The son of a doctor was with 16 years as a volunteer and officer candidates for the Navy of the Empire active. After a very good naval exam, he was immediately employed as a lieutenant in the navy due to pre-patenting . Dismissed in 1918, he began studying civil engineering in Hanover up to the pre-exam. For financial reasons (death of his father as a medical officer ) he entered the publishing industry. He worked at Ullstein-Verlag , most recently as sales manager in Berlin. Then he moved to the Frankfurter Zeitung and was the main sales manager there. In 1927 he married Else Walter (1928 birth of the first son in Frankfurt (Kay), 1938 second son (Thomas, Ingo) in Düsseldorf). After 1933 in the course of the Nazi situation, he moved to the Kölnische Zeitung in 1934 with Neven-Dumont as his right hand. There is a letter from this time to the NS Gauleiter there, who wanted to advertise him for the NSDAP , but Schmidt di Simoni wanted nothing to do with him and his party in the past or future . This led to him being expelled from the Nazi press chamber. Now he moved to Düsseldorf for his publisher, where he worked as a newspaper wholesaler from 1937 to 1938. Because of the Nazi circumstances, he was again expelled from the Reich Chamber of Culture , so that any activity in the press was prohibited. He then found a textile sales company in Chemnitz. There he was able to sell almost unchanged commercial textile goods to hundreds of customers in Germany as General Director. The company there (Hofmann & Co.) was already working with the Hollerith system across Germany .

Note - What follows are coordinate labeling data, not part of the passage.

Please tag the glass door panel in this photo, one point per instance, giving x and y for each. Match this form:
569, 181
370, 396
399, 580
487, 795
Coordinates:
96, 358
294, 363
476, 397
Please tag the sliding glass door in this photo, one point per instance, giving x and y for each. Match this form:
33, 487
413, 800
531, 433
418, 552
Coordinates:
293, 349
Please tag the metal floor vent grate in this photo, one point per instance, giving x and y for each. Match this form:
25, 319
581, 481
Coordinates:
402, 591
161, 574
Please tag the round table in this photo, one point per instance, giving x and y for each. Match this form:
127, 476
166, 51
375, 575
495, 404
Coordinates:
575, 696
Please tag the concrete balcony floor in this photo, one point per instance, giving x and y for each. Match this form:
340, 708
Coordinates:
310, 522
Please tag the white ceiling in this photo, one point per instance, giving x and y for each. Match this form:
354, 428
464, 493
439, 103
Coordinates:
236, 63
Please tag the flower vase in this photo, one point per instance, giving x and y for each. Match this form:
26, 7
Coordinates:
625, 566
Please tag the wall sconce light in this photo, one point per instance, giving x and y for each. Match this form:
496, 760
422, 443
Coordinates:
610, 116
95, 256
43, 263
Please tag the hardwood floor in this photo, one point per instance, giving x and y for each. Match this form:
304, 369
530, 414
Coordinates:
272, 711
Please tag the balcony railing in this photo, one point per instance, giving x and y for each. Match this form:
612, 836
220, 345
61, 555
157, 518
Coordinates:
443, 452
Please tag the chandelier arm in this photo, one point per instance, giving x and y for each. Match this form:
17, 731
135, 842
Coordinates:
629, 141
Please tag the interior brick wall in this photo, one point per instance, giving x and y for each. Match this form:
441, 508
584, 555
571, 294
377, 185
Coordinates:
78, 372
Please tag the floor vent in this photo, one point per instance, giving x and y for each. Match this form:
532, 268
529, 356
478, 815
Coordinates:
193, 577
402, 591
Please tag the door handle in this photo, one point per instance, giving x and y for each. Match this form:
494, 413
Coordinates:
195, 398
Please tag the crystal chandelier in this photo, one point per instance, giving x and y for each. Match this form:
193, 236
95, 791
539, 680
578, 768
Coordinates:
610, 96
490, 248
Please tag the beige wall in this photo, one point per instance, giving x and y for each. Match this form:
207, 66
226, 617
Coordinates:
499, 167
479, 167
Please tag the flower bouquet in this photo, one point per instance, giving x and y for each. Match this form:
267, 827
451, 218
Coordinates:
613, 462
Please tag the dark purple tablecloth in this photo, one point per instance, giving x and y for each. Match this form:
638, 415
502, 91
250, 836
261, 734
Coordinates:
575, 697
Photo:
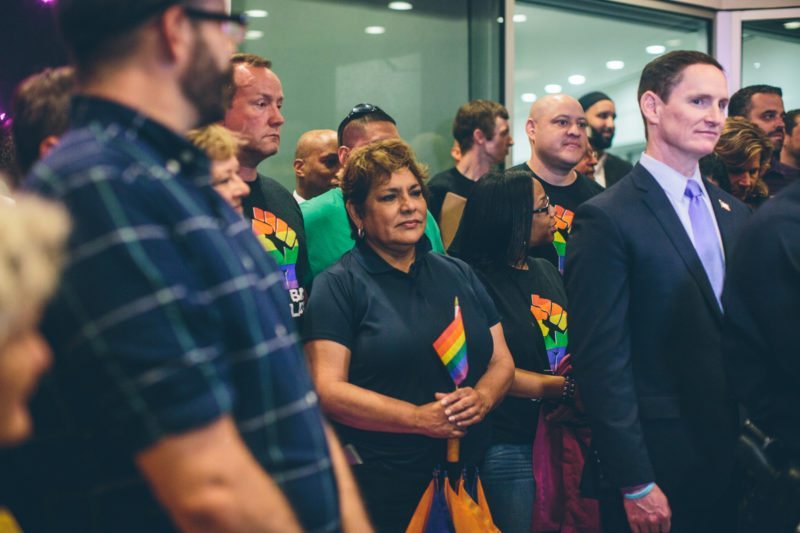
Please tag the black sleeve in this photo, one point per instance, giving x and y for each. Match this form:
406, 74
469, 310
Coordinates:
330, 311
485, 301
762, 320
596, 277
436, 194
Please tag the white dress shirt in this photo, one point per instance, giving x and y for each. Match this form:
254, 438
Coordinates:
674, 185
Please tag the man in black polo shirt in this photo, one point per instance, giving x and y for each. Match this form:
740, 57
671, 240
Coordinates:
556, 128
482, 132
254, 112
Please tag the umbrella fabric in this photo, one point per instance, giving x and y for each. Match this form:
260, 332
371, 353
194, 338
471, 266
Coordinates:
444, 510
558, 459
468, 516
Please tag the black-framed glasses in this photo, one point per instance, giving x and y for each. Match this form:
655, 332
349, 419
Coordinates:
361, 110
234, 25
544, 208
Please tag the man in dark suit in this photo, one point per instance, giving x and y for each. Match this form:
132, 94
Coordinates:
644, 276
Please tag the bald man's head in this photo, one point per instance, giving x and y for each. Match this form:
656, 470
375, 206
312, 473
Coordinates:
556, 128
316, 163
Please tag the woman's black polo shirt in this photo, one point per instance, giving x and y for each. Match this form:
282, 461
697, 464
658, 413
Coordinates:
389, 321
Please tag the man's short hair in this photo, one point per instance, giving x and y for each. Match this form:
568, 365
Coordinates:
477, 114
41, 109
98, 32
250, 60
790, 120
218, 142
663, 73
742, 100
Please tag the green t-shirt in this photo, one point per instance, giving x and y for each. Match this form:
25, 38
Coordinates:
328, 230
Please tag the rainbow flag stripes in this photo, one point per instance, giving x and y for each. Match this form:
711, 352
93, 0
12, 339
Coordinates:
452, 348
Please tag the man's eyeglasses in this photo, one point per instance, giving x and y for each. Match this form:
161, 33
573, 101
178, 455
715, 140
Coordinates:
233, 25
544, 208
361, 110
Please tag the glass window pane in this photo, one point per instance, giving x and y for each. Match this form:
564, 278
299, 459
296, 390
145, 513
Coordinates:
593, 46
333, 54
771, 55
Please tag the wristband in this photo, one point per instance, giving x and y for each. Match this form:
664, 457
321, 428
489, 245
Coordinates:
568, 392
641, 493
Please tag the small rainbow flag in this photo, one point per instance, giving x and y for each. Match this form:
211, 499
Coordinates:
452, 348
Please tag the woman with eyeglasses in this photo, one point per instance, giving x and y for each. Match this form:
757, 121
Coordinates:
506, 214
374, 328
743, 155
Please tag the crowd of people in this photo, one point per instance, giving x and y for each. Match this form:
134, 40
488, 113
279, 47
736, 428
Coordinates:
584, 335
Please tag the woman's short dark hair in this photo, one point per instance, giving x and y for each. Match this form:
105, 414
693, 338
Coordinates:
373, 164
496, 223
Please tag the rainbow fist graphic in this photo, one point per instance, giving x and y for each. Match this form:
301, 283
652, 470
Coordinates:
552, 319
563, 228
280, 241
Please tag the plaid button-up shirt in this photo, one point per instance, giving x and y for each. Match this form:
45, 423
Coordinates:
170, 315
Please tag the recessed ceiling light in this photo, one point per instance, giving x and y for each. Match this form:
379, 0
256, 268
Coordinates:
401, 6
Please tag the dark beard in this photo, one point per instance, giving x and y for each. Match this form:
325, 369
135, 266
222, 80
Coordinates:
203, 84
598, 141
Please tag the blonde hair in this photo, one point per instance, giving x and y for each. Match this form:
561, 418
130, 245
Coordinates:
741, 141
33, 233
218, 142
373, 164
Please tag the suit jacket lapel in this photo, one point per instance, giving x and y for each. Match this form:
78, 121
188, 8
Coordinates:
725, 219
656, 200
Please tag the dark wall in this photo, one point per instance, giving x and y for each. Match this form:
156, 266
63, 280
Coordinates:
28, 43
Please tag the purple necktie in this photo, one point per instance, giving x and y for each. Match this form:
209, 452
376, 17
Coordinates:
706, 242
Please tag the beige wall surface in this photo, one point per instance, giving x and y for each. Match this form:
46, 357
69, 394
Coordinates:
740, 4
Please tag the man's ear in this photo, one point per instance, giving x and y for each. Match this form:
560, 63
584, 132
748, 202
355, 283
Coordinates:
47, 144
298, 167
650, 104
343, 153
478, 137
530, 128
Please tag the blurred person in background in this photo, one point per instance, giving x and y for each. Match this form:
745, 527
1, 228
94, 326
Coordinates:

Ewald Schmidt di Simoni was drafted into the Navy in 1939 . Thanks to his organizational talent, he advanced to the position of corvette captain and then worked in the area of ​​the MOK-North Admiralty's Staff. At the end of the war as personally "unencumbered" he headed the British Armistice Commission near Hamburg. Because of his merits and skills, he received the British license to run a newspaper. He then founded with Gerd Bucerius (to cover administrative and legal problems), with Lovis H. Lorenz (as columnist) and Richard Tüngel (editor position), Die Zeit as a weekly commentary. All of them soon acquired the much more marketable Stern magazine from Nannenverlag in Hanover. Due to internal disputes, Schmidt di Simoni and Tüngel (Lorenz had already left) later separated from Bucerius, who then restructured the entire publishing house.

In 1957 Schmidt di Simoni received a severance payment of 1 million marks.

Works (selection)

  • Ewald Schmidt di Simoni: plus and minus , Busse-Seewald Verlag, 1976, ISBN 3-512-00419-9
  • Ewald Schmidt di Simoni: The noble wines of the Palatinate , Busse-Seewald Verlag, 1968, ISBN 3-512-00160-2
  • Ewald Schmidt di Simoni: Save traffic , Höhr-Grenzhausen near Koblenz Starczewski, 1972

Individual evidence

  1. Christian Haase, Axel Schildt (ed.): The time and the Bonn republic: an opinion-forming weekly newspaper between rearmament and reunification (=  Hamburg contributions to social and contemporary history . Volume 43 ). Wallstein Verlag GmbH, Göttingen 2008, ISBN 978-3-8353-0243-3 , p. 14 ( limited preview in Google Book search).
  2. Time mirror. In: Zeit Online. September 12, 1980. Retrieved July 30, 2016.
  3. ^ Ralf Dahrendorf: Liberal and independent: Gerd Bucerius and his time . CH Beck, Munich 2000, ISBN 3-406-46474-2 , p. 71 ( limited preview in Google Book search).